Direct naar artikelinhoud
Website logo
ColumnJan Mulder

Jan Mulder: ‘Anderlecht: de eens mooiste samenstelling van letters uit het alfabet die ik kende, heeft de klank van een scheldwoord aangenomen’

Jan Mulder: ‘Anderlecht: de eens mooiste samenstelling van letters uit het alfabet die ik kende, heeft de klank van een scheldwoord aangenomen’

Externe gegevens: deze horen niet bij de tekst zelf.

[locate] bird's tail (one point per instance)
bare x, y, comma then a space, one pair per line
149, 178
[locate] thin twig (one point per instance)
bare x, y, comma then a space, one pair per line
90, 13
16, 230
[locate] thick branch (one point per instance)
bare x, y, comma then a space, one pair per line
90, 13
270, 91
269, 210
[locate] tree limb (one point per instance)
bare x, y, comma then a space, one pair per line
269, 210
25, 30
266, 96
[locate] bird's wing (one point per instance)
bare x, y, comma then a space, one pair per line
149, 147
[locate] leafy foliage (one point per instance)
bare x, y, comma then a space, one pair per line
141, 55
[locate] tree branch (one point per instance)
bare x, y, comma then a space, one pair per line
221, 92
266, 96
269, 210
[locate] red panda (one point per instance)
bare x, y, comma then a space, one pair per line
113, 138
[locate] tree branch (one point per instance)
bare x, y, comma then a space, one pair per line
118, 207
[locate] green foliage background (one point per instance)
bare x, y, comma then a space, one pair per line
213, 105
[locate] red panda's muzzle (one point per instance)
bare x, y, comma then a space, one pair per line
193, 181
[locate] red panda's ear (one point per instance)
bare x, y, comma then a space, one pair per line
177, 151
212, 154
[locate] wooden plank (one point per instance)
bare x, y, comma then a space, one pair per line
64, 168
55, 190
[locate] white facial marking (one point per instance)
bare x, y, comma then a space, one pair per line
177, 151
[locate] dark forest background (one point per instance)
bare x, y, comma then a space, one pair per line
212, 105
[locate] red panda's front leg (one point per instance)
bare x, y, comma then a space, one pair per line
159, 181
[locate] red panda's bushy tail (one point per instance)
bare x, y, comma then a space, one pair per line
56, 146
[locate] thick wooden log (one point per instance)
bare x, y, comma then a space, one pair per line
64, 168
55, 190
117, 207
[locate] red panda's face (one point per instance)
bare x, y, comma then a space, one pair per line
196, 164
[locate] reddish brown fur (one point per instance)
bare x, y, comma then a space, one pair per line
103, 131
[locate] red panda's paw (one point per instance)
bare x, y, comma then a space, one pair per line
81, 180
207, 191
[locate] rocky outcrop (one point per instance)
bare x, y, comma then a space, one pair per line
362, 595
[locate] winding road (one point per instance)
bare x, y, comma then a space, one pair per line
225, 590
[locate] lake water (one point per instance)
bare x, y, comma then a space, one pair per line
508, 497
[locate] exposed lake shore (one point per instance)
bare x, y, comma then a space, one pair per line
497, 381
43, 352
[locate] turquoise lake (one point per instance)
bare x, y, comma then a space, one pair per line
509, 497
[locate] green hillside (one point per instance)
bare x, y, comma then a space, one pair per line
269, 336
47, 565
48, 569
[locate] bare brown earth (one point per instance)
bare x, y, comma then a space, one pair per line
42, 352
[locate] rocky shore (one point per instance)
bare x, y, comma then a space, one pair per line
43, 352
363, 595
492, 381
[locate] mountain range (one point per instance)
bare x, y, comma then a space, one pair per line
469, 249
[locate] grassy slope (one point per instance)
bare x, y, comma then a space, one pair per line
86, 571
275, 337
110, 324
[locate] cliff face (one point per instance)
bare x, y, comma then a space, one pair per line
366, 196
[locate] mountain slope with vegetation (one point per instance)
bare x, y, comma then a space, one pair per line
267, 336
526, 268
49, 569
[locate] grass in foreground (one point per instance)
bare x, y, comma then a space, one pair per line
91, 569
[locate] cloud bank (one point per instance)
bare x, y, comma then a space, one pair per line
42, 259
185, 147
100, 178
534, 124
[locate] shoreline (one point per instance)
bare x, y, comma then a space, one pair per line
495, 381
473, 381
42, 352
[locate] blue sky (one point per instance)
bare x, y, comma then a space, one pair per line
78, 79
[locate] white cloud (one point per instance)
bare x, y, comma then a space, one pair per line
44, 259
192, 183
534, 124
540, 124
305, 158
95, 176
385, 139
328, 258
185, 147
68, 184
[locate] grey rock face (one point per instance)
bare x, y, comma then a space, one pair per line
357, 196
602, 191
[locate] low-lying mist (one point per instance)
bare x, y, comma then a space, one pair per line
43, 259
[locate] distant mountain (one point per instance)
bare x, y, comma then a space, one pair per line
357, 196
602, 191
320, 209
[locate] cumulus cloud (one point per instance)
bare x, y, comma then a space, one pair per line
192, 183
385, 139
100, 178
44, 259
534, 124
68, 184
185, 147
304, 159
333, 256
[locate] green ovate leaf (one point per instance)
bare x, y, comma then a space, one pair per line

Na het onverdiende 1-1 gelijkspel van Anderlecht op Club Brugge zei trainer Riemer dat hij nul schoten op doel, maar ook ‘positieve dingen’ had gezien. Dat begrijpen we nog wel: de voor de resultaten verantwoordelijke man duwt zijn eigen team niet verder dan nodig de dieperik in. Na dat mirakel in Brugge moest RSC Anderlecht in de donkerste periode uit zijn bestaan thuis tegen Zulte Waregem winnen. Anderlecht verloor met 2-3. Het Nieuwsblad schreef: ‘Paars-wit geeft het gewoon op. Het is hopeloos en pijnlijk.’ Het Laatste Nieuws had het over ‘een nachtmerrie’.

Na deze zoveelste afgang beantwoordde Riemer op de persconferentie de vraag of Anderlecht kon degraderen met het verschrikkelijke cliché: ‘In voetbal is alles mogelijk.’ Hier had hij andere woorden moeten kiezen. Een suggestie: ‘Degradatie is bijna zeker, meneer. U weet toch ook wel dat Marc Coucke jaren geleden KV Oostende de rug heeft toegekeerd en Anderlecht heeft gekocht om paars-wit met bewust warrig aankoopbeleid en benoemingen van nieuwe voorzitters – die vervolgens ook weer aftraden en de sleutels in handen gaven van een onbekende Deen, ik dus – te laten degraderen in het voordeel van zijn geliefde KV Oostende? Een tot dusverre onwaarschijnlijk geachte hel van een constructie waarin een zekere Kamagurka ook een dubieuze rol zou hebben vervuld. Bedoelt u dat?’

Eerst komt de ‘vrije val’, vervolgens doemt de ‘degradatiezone’ op (een vaag gebied ergens achter Polen) en opeens valt heel dichtbij het zeer ernstige ‘degradatiekandidaat’. Riemer realiseerde zich niet dat je met ‘alles is mogelijk’ de mogelijkheid van elk denkbaar onheil groter maakt – de spelers kunnen ook lezen. Ze trainen de volgende dag in een sombere degradatiesfeer, vertrekken na afloop onmiddellijk naar huis, zetten de auto in de carport naast hun degradatiewoning en degraderen hun partner met typerend degradatiegedrag (zwijgen) tot een degradatiespook. Zo’n mooie vrouw, gisteren nog een fiere WAG. Kommer en kwel alom. En toen moest de murw geslagen club naar rode lantaarn Seraing voor een heus ‘kelderduel’.

Mijn telefoon ging. Aan de lijn kwam een oud-clubgenoot met een langgerekt, bijna onhoorbaar ‘An-der-lecht…’ Ik vroeg hem wat er aan het elftal schortte. ‘We moeten zestig jaar terug: Jurion op het middenveld en de Polle ervoor.’ Hij had gelijk: er is een schreeuwend gebrek aan klasse op het middenveld en voorin.

Dat soort gesprekken, lezer, gaat rond in kringen van oud-spelers. Eer, naam en faam zijn ons afgenomen, we are Anderlecht, de risee van heel België. ‘Waar hebt u ook alweer gevoetbald? Ochot…’ De eens mooiste samenstelling van letters uit het alfabet die ik kende, heeft de klank van een scheldwoord aangenomen. ‘Anderlecht’ roept zelfs compassie op. In moeilijke tijden heb ik dan altijd baat bij dit citaat van mijn favoriete filosoof Bracke, die zijn wijsheden lang geleden wekelijks in Humo publiceerde: ‘Persoonlijk ga ik nooit op zakenreis zonder het koffertje met mijn demonteerbare reis-zeis (een echte Leonard uit Bourges). Soms kom je van dat lekker opgeschoten gras tegen dat je handen doet jeuken, en dan is niets ontspannender dan er met met een scherp gehaard, goed bijtend zeisje een uurtje tegenaan te gaan.’ Zo gezegd zo gedaan. En zie, die avond vocht Anderlecht zich op een moerassig veld met 0-1 langs Seraing en mag nu weer dromen van een plaatsje bij de eerste acht.